Site-occupancy models (SOMs) use repeated-survey data to disentangle probabilities of species detection and occurrence so that ‘true’ site occupancy, as well as covariate effects on occurrence and detection probabilities, can be estimated. One common problem of standard SOMs is that maximum-likelihood estimation (MLE) fails to converge if a key covariate predicts detection/non-detection data perfectly or near-perfectly; when such ‘separation’ occurs, the maximum-likelihood estimate for that covariate does not exist, precluding further inference. A penalized score equation within the likelihood function is often used to overcome this problem in ordinary logistic regression, but we lack an established statistical protocol for MLE-based SOMs. Here, we illustrate how a penalized likelihood can be integrated into a single-species SOM in the R package ‘unmarked’ to improve inferences about covariate effects on occurrence and detection probabilities. To explore whether a ‘penalized SOM’ can estimate unbiased probabilities, we simulated true occupancy with (i) highly aggregated site-covariate characteristics then imposing imperfect detection to simulate observed incidences, and with (ii) highly aggregated detection-covariate characteristics to simulate detected incidences. We then compared occupancy and detection probability estimates derived from (i) a standard single-species SOM and (ii) a penalized SOM.

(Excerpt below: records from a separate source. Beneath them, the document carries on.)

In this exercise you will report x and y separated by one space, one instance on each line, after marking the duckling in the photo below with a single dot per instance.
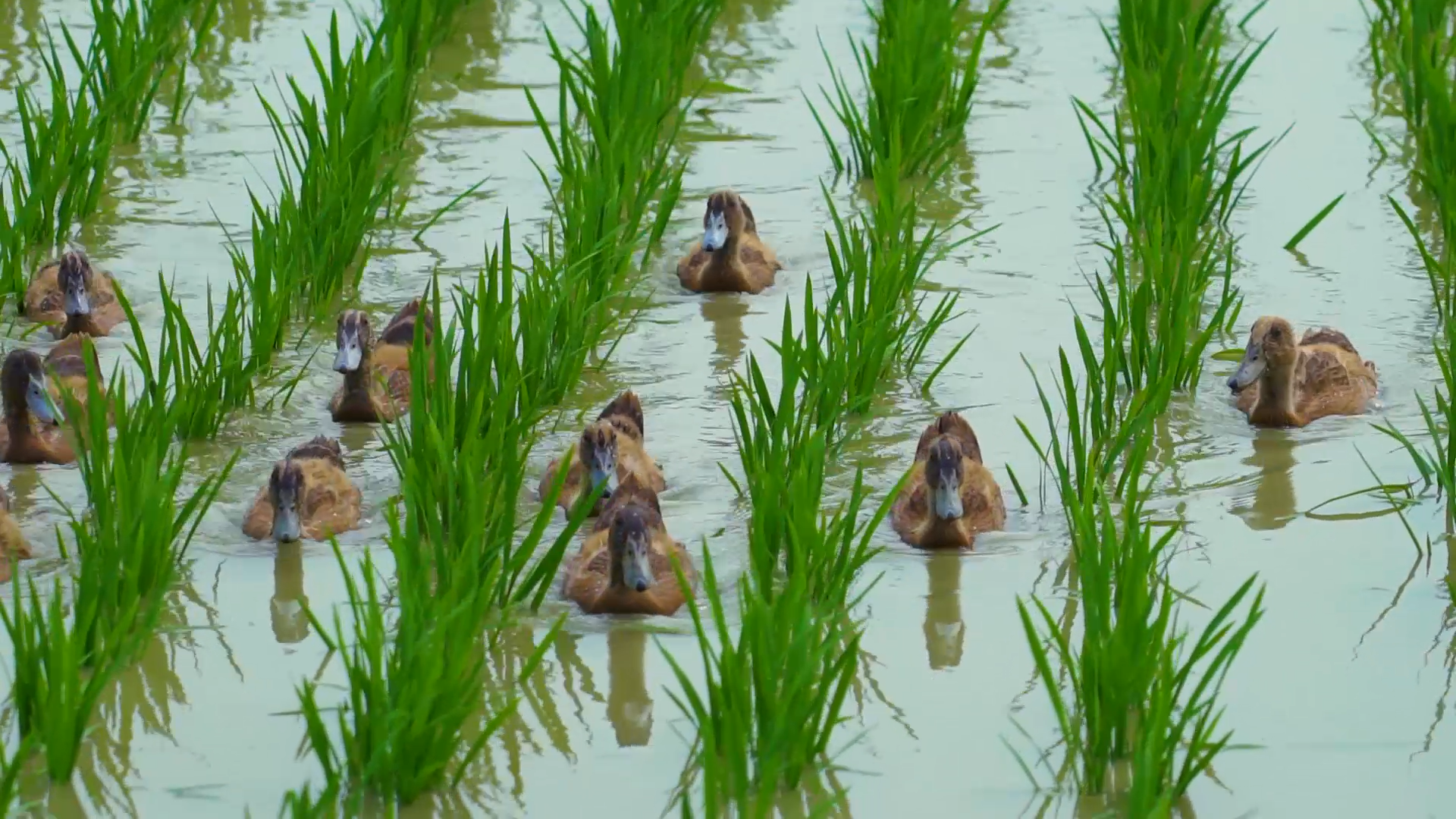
12 542
376 378
1280 384
949 496
730 259
33 419
625 564
71 295
609 452
308 496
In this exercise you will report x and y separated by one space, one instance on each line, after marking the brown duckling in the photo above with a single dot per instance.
1282 384
72 297
730 259
610 450
308 496
12 542
376 376
949 496
625 564
31 433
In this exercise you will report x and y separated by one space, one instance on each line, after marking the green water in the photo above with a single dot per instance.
1345 684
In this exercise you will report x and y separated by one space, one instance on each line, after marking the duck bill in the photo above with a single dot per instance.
638 572
603 472
287 526
717 234
77 303
1248 372
38 400
350 353
946 497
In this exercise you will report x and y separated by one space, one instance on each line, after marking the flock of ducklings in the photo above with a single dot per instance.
625 563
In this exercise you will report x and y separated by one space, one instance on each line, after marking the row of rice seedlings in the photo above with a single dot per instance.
1414 41
55 180
136 46
127 541
919 79
612 145
1141 716
419 676
1177 180
774 695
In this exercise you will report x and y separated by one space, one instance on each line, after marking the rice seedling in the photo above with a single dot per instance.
134 46
462 458
1178 178
919 86
137 525
1419 46
612 146
55 175
55 678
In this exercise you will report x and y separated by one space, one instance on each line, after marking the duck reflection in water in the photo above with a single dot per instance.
628 703
1273 502
944 627
286 608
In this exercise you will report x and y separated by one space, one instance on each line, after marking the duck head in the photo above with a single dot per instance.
943 474
74 279
286 493
1272 346
724 219
599 455
629 544
356 338
24 388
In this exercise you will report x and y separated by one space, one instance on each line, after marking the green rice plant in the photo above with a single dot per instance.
1144 691
204 382
919 80
462 458
874 321
134 46
1178 178
137 523
55 681
772 698
55 178
337 165
612 145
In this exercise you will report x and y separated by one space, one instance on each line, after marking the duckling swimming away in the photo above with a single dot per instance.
949 496
72 297
31 433
730 259
12 542
308 496
625 564
1282 384
376 376
610 449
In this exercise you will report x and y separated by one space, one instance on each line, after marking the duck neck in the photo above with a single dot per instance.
360 379
1277 394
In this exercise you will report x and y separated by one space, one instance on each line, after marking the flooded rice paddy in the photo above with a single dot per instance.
1343 687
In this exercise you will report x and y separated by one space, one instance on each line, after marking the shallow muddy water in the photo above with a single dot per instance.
1343 686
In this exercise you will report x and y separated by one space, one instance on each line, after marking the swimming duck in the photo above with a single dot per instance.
625 564
12 542
730 259
610 450
308 496
72 297
376 376
1282 384
949 496
33 417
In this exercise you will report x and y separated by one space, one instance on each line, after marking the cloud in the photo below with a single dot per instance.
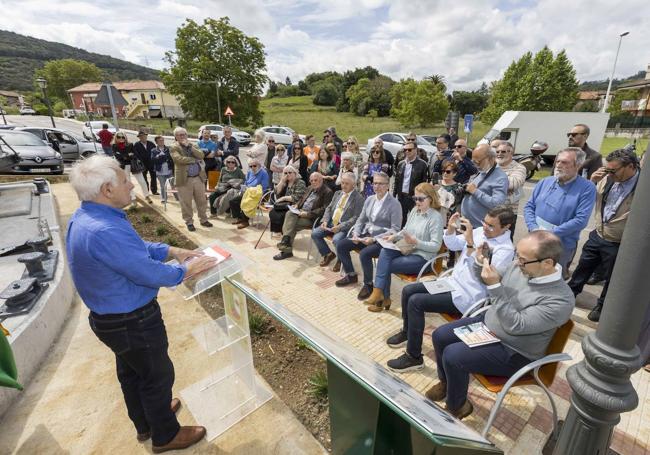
466 41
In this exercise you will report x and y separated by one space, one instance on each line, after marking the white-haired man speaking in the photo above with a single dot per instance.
118 275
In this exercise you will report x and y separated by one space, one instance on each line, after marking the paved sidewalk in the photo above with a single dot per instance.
525 420
74 404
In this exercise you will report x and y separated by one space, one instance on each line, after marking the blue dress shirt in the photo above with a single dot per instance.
113 269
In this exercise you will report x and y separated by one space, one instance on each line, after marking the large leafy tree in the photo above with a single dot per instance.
217 53
418 103
62 75
534 83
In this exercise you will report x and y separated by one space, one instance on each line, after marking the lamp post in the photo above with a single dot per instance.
42 83
609 86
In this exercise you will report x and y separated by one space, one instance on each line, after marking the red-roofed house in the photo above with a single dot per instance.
146 99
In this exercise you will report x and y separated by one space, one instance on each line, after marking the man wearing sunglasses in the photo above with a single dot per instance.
593 160
615 185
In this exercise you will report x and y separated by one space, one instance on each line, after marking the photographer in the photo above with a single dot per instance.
487 189
493 236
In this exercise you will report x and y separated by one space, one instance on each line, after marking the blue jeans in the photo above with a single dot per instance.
318 236
366 254
146 373
393 261
456 360
416 301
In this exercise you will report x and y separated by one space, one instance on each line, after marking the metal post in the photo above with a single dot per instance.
609 86
601 382
218 101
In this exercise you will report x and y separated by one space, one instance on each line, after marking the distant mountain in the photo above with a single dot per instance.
21 55
602 85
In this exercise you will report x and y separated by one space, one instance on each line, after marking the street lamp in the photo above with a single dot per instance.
609 86
42 83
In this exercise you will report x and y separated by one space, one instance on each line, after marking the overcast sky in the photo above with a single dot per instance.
466 41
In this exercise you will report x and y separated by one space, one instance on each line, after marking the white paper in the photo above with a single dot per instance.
439 286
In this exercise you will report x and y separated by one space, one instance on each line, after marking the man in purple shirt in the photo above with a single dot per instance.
118 275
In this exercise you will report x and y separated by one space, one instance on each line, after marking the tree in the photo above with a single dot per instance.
418 103
216 53
62 75
534 83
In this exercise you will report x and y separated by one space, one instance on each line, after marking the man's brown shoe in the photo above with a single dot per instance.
175 406
437 392
185 437
329 257
462 412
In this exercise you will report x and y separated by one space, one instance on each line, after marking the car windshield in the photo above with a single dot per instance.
22 139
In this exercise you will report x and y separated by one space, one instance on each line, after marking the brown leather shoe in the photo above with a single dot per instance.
185 437
462 412
329 257
175 406
437 392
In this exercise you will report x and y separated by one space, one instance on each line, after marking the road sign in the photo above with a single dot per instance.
469 123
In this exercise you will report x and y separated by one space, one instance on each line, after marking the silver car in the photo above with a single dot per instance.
70 145
35 155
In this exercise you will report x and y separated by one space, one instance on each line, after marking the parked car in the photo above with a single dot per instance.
70 145
281 134
91 129
242 136
27 110
393 142
36 156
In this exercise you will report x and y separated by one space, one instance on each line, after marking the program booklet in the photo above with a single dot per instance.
476 334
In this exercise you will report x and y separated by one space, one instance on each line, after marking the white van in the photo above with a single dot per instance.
522 128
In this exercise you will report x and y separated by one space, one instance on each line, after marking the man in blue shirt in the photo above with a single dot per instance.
562 203
118 275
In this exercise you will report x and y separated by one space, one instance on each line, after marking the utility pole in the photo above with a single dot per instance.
601 384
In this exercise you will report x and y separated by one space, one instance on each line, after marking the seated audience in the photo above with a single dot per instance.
381 213
310 207
230 181
529 302
340 215
487 189
288 191
326 166
467 287
421 239
255 176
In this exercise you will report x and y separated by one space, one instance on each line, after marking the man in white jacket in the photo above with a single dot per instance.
467 287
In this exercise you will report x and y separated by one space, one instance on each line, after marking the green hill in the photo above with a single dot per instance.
21 55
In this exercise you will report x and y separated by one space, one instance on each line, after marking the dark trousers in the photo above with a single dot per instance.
596 253
416 301
146 373
456 361
407 204
151 180
343 249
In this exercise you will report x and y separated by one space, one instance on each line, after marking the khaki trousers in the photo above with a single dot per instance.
292 224
193 190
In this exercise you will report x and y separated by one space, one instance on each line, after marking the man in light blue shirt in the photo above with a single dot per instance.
118 275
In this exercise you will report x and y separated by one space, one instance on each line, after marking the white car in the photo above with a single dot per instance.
394 142
91 129
281 134
242 137
26 110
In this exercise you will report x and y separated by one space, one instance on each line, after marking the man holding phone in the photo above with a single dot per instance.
467 287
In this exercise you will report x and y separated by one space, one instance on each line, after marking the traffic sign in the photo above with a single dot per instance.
469 123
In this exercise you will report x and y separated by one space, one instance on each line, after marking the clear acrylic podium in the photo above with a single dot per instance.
231 391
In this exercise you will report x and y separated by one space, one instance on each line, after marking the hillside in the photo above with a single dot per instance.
21 55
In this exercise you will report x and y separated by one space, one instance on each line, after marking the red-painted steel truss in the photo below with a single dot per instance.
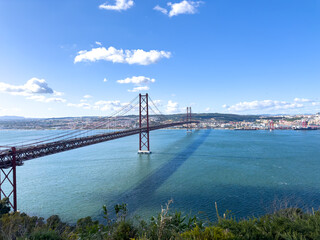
8 181
144 140
11 158
189 127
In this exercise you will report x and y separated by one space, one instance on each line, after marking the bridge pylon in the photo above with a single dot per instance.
189 126
144 140
8 185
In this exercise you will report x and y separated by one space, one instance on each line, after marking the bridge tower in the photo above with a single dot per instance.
189 127
144 143
8 183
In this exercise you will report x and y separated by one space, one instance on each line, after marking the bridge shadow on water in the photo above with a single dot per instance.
136 196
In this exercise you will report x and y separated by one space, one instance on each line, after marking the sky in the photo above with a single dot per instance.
63 58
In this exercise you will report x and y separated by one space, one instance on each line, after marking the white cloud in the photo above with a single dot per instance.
32 90
114 55
32 86
87 96
183 7
263 105
55 93
118 6
302 100
137 80
110 105
172 107
41 98
161 9
139 89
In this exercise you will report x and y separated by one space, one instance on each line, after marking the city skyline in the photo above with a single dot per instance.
89 58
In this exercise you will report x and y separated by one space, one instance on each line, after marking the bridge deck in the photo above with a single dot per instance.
40 150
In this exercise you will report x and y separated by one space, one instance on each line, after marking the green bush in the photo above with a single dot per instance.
209 233
124 231
45 235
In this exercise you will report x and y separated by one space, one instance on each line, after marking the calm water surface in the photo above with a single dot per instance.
246 172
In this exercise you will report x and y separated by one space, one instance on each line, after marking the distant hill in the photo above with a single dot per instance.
8 118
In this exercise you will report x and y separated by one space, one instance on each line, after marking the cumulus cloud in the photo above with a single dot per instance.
302 100
119 5
139 89
114 55
183 7
33 90
137 80
87 96
263 105
41 98
161 9
172 107
110 105
32 86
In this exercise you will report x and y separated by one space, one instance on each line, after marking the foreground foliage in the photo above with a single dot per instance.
290 223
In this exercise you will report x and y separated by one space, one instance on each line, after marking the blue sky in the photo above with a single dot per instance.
90 57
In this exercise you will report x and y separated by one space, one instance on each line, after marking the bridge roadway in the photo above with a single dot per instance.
35 151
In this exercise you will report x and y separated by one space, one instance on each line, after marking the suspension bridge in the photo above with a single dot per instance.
16 154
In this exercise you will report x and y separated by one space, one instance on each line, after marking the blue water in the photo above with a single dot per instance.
246 172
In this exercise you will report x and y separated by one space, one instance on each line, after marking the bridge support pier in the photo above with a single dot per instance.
144 140
8 186
189 127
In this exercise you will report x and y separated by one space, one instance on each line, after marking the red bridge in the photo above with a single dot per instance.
14 156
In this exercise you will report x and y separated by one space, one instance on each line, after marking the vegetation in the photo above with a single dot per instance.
290 223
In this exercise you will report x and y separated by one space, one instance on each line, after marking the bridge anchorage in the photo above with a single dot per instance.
12 157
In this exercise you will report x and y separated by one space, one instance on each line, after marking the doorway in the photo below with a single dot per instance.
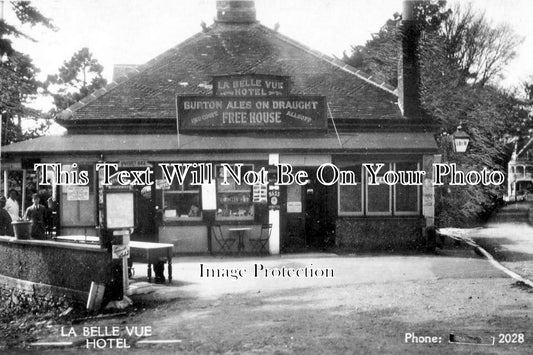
309 221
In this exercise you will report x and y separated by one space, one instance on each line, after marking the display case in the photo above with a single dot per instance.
234 201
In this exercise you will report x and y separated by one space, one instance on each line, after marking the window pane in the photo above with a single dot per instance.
182 201
350 199
182 204
379 195
406 196
234 201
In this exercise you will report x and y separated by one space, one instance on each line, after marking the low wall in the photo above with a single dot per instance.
55 269
380 234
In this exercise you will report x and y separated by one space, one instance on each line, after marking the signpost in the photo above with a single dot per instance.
199 113
120 219
251 85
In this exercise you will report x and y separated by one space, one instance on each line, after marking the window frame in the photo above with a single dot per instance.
241 190
362 193
182 191
418 188
392 194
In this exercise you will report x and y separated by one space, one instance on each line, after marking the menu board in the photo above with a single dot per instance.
119 209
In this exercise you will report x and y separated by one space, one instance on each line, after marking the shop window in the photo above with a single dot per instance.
378 196
234 201
406 197
182 201
382 199
351 196
78 203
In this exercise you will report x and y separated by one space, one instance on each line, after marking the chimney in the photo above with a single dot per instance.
408 66
236 11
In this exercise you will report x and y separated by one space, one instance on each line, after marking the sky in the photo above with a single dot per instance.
134 31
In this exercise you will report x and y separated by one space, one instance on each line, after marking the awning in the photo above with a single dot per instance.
131 143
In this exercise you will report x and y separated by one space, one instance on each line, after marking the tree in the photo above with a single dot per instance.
76 78
481 49
452 95
18 84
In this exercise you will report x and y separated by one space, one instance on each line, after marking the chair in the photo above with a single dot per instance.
260 244
224 243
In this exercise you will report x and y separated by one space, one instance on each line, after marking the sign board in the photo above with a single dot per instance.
274 198
133 164
119 209
120 251
162 184
77 193
197 113
250 85
294 207
209 197
259 194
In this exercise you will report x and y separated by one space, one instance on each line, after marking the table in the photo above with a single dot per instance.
79 239
149 253
240 232
152 253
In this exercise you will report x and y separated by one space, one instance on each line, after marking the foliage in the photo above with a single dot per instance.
76 78
481 49
18 84
454 92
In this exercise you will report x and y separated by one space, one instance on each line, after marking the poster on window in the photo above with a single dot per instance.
77 193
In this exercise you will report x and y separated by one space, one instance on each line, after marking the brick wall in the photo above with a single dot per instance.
380 234
65 270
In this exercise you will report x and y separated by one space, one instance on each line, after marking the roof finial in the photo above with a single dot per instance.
236 11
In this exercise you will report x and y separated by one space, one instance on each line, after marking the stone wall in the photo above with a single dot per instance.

A penalized SOM substantially improved our ability to estimate occupancy and detection probabilities and reduced variation around the estimates under high covariate separation. Models that included separated covariates and other important environmental covariates successfully converged using a penalized SOM and arrived at more accurate occupancy probabilities and improved detection probabilities than a standard SOM. The utility of penalized likelihood was sensitive to the extent of covariate separation (complete or quasi-complete), and the size of the study (number of sites and number of observations per site). The penalized-likelihood site-occupancy model performed well with both categorical and continuous covariates. Our results demonstrate the importance of considering the distribution of observed covariates when including them in site-occupancy models, and illustrate the inappropriateness of reporting estimates derived from traditional methods when there are data separation issues. While penalized likelihood was integrated into the simplest SOM, we see potential to incorporate this correction into more complex models, from dynamic occupancy and abundance to species distribution and niche models. Overall, our study shows that using an occupancy model with penalized likelihood can improve inference about key covariates affecting site-occupancy.